DeSantis’s new board should not have been caught off guard, said Chad Emerson, who wrote a history of the theme park, “Project Future: The Inside Story Behind the Creation of Disney World.”
“It looks like the governor’s team failed to monitor the RCID public meetings leading up to the change,” Emerson said. “I can’t believe they weren’t reviewing every agenda and attending every meeting where a contract was approved.”
Describing the agreement as a subversion of the will of voters, Aungst said the board will “have to deal with it and correct it,” according to the Associated Press.
Ron Peri, another board member, said at the meeting that under the agreement, “this board loses, for practical purposes, the majority of its ability to do anything beyond maintain the roads and maintain basic infrastructure,” according to News 6.
But Taryn Fenske, a DeSantis spokeswoman, countered that legal problems with the agreement could render it void, describing the deal as a last-ditch effort to transfer certain rights and authorities over to Disney.
“An initial review suggests these agreements may have significant legal infirmities that would render the contracts void as a matter of law,” Fenske wrote. “We are pleased the new governor-appointed board retained multiple financial and legal firms to conduct audits and investigate Disney’s past behavior.”
The oversight board was created in 1967 when the state, in coordination with Disney, created a special tax district for the park that had similar powers to a county government in an effort to free the park from some state-level bureaucracy.
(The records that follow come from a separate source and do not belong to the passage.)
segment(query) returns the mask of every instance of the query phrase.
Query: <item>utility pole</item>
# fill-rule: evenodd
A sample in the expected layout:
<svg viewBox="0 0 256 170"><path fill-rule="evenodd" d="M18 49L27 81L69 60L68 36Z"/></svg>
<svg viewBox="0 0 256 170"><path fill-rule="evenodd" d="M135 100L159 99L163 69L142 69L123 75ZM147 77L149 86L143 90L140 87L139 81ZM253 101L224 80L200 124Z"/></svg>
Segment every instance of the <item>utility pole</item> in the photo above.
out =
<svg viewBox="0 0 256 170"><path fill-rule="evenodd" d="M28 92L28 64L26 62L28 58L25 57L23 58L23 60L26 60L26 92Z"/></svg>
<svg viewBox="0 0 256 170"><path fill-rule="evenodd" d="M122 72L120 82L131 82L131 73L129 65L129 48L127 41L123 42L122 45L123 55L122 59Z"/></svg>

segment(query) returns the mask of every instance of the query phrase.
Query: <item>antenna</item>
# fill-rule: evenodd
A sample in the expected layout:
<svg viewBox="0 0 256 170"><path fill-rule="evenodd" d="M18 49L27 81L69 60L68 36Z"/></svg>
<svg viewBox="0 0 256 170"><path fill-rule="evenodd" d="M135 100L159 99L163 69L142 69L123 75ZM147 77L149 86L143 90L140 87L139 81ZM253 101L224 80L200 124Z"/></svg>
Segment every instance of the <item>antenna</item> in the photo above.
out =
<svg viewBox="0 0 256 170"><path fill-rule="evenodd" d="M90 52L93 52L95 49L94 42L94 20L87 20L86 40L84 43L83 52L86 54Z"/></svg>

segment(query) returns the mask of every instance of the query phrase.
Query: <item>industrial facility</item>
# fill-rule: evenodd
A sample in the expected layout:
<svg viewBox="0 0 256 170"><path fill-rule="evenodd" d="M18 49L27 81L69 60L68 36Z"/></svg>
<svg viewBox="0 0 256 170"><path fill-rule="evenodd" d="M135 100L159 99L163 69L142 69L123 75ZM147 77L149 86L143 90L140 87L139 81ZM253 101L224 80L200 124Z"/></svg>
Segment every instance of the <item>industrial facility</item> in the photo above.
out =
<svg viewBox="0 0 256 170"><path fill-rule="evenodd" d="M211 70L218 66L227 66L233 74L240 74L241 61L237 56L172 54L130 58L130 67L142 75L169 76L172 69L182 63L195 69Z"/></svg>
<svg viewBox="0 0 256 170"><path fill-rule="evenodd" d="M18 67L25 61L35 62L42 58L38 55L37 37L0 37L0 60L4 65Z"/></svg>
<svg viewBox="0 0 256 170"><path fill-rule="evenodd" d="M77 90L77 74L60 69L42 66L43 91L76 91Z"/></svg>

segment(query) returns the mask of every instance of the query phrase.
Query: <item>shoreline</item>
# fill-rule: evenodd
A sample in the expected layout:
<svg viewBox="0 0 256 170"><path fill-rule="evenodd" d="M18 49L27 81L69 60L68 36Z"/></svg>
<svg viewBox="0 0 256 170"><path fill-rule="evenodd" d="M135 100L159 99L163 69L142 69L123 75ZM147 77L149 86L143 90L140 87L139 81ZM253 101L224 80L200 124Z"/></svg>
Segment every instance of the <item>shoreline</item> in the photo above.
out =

More than 1,000 other special taxing districts exist in the state, but none as consequential as Reedy Creek.
DeSantis, who has repeatedly criticized Disney since it came out against his education policy, said in his February announcement that he was ending Disney’s “corporate kingdom” and “preferential treatment.”
At another special session in February, legislators approved the new board and DeSantis’s appointees. Several Republican lawmakers said they hoped the changes would help bring things back to the “apolitical and innocent” status that they believe Walt Disney sought for his company’s content, according to one state senator.
The board has retained Cooper & Kirk, a conservative D.C. law firm, to challenge the agreement. Along with four other law firms, it provided a statement to CNN saying the new board will evaluate the “overreaching documents” and protect the public’s interest.
“The lack of consideration, the delegation of legislative authority to a private corporation, restriction of the Board’s ability to make legislative decisions, and giving away public rights without compensation for a private purpose, among other issues, warrant the new Board’s actions and direction to evaluate these overreaching documents and determine how best the new Board can protect the public’s interest in compliance with Florida Law,” the law firms told CNN.
Disney said that “all agreements signed between Disney and the District were appropriate, and were discussed and approved in open, noticed public forums.”
A previous version of this article incorrectly said a notice of a public hearing about the new agreement was placed in the Orlando Sentinel in early January. It appeared in the newspaper in late January.
A previous version of this article incorrectly stated that the Reedy Creek Improvement District was founded in 1957; it was founded in 1967. The article has been corrected.